I experienced a horrible bout of depression the other day. I was fine during the morning – I had uni and even sat with another girl and we were chatting the whole morning. I was looking forward to going home for the weekend, but throughout the afternoon I started deteriorating. I felt irritable. Moody. Headachy. Sad. Teary. I cried on the coach, I was dwelling on the people I’ve lost and will inevitably lose in the future. I realised that I was going home but didn’t want to be in anybody’s company. I’m not writing this to be negative – I’m writing this to be honest about the reality of our mental health sometimes.
The only people there for me were my parents, but both of them were helpless. They didn’t know what to do or say. I couldn’t decide what helped me at the time – crying didn’t help, sitting with my mum didn’t help, nothing was helping. It was truly awful, and I hadn’t felt that bad in a while. I couldn’t find the words to express how I was feeling for hours and so couldn’t call the Samaritans – I just did not know what I wanted, and I was desparate. I cried to my mum and said that I have nobody on my contact list who I can reach out to, and who will be there for me. It was at that point that I realised – everyone leads their own lives, which is their priority (rightly so). We’re encouraged to reach out, yet that acquaintance is busy with their kids and family, that person is out on a night out and went to sleep when they got in, bla bla bla. People are there for you when it’s best and most convenient for them. That’s how I felt, and I do still feel bitter. When depression hits you, it’s like the world stops. You demand something from someone, you need someone to be there, but the world doesn’t stop for you – everyone carries on and doesn’t truly understand how much you’re hurting because they’re not in your shoes.

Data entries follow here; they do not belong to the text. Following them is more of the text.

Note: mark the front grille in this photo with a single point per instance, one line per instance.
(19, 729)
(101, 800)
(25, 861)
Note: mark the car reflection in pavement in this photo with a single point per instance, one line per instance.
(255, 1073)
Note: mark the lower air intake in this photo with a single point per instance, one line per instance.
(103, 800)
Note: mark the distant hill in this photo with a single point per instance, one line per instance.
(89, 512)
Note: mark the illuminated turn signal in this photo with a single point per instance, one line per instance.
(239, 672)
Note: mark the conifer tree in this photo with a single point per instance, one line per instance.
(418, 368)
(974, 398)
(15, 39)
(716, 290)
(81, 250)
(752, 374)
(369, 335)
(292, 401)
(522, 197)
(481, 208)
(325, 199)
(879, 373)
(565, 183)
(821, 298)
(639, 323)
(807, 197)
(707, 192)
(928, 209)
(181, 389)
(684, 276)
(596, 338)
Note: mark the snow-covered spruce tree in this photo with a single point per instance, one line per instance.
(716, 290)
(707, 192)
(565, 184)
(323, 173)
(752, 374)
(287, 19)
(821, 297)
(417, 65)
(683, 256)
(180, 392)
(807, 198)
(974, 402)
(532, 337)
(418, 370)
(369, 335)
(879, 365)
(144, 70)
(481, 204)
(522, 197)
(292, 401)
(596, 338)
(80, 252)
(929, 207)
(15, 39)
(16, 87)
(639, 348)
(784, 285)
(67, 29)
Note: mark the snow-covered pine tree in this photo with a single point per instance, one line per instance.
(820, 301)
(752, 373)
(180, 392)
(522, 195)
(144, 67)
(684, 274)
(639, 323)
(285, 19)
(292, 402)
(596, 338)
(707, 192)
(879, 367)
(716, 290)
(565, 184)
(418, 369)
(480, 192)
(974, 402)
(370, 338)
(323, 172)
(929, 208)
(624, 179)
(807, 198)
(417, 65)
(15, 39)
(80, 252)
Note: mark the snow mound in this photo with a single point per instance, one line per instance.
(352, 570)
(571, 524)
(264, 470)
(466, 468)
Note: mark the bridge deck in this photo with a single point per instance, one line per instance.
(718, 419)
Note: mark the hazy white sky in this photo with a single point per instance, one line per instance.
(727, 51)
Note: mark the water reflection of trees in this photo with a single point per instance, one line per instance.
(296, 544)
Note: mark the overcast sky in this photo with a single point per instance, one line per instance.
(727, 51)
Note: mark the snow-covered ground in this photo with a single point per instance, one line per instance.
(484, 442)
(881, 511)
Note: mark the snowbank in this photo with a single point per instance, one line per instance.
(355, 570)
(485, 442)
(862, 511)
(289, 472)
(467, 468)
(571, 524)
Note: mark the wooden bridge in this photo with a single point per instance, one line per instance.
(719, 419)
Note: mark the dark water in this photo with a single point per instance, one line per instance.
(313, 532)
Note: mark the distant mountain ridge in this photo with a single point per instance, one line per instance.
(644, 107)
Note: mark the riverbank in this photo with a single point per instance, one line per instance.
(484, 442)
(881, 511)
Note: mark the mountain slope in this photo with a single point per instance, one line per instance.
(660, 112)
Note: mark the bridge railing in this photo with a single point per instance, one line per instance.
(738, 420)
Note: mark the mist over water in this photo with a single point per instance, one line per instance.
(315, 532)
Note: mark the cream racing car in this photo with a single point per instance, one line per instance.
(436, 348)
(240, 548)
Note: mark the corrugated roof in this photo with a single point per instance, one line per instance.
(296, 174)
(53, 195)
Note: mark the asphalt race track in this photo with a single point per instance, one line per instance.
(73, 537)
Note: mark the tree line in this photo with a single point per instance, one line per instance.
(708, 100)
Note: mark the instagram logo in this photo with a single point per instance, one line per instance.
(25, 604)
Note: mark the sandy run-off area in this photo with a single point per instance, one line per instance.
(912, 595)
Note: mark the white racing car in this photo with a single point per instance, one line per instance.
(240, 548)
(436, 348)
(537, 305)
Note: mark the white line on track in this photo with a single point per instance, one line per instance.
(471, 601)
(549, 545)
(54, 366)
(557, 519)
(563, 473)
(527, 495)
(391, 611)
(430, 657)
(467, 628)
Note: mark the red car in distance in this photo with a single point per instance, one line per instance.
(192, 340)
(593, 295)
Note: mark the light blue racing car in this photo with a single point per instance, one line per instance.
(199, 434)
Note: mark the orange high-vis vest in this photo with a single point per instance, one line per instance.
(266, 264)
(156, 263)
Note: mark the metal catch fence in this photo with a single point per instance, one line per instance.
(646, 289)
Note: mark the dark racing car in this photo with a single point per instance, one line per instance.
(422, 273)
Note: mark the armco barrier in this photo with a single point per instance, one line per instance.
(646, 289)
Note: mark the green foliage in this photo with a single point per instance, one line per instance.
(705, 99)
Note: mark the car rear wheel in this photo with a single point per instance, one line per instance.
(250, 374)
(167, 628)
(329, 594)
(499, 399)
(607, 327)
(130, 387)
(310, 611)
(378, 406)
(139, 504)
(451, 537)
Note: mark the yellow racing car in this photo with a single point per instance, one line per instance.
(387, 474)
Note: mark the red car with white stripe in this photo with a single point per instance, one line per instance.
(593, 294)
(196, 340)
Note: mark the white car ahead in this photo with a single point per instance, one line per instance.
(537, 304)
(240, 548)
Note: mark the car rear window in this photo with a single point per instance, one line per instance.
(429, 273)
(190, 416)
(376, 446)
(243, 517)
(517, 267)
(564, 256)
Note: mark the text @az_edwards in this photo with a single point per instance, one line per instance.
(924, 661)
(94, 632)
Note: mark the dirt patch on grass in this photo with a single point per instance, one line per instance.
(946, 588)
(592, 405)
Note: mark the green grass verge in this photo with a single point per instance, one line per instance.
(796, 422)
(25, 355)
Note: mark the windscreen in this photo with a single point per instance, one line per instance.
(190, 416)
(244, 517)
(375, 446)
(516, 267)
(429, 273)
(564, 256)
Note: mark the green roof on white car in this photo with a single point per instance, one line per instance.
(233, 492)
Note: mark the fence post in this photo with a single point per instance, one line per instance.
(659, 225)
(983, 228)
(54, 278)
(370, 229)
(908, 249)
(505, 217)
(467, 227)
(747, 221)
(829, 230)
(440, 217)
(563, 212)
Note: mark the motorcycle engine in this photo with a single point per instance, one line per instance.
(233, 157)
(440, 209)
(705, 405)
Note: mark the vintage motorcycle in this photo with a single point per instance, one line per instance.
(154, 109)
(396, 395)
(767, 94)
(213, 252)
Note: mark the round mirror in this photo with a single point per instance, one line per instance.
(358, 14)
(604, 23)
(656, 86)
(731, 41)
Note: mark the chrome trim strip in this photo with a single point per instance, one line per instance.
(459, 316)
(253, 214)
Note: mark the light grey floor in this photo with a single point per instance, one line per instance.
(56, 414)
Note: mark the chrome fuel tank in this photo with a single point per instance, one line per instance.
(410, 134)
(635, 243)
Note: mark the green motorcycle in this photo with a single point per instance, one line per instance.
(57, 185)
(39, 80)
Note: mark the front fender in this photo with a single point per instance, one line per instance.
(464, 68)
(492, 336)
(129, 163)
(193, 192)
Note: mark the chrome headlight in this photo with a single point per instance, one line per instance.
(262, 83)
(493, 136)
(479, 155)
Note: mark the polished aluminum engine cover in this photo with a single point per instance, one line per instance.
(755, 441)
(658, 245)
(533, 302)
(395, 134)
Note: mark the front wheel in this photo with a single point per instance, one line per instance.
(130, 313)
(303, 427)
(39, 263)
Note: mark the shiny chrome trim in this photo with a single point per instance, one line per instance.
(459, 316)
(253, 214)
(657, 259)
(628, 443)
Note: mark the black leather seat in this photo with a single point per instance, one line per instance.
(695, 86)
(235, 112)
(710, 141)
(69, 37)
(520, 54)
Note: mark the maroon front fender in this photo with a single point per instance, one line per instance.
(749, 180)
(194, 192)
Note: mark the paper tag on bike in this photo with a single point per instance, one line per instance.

That evening has effected my weekend – I haven’t had any motivation and so have neglected my uni studies for the weekend. I haven’t been to the gym, I haven’t made entries in my food diary. The one thing I have turned to was yoga, which has always been there for me. When you feel like this, it doesn’t matter how many blog posts you read about positivity and self-care. In my experience, there are times when nothing has an effect on you, you feel this nothingness but equal sense of desparation for something to work and help you.
We should accept that we can’t look through rose tinted glasses at life – it’s a shame, but the past few days have reminded me of the harsh realities of depression. When you need people, they can’t always be there for you, people feel helpless, you feel powerless, you don’t feel in control.
But things can get better. When you experience this, it isn’t permanent. Remember “this too shall pass”. I don’t feel as bad today – I feel alright. But please, lets look out for each other.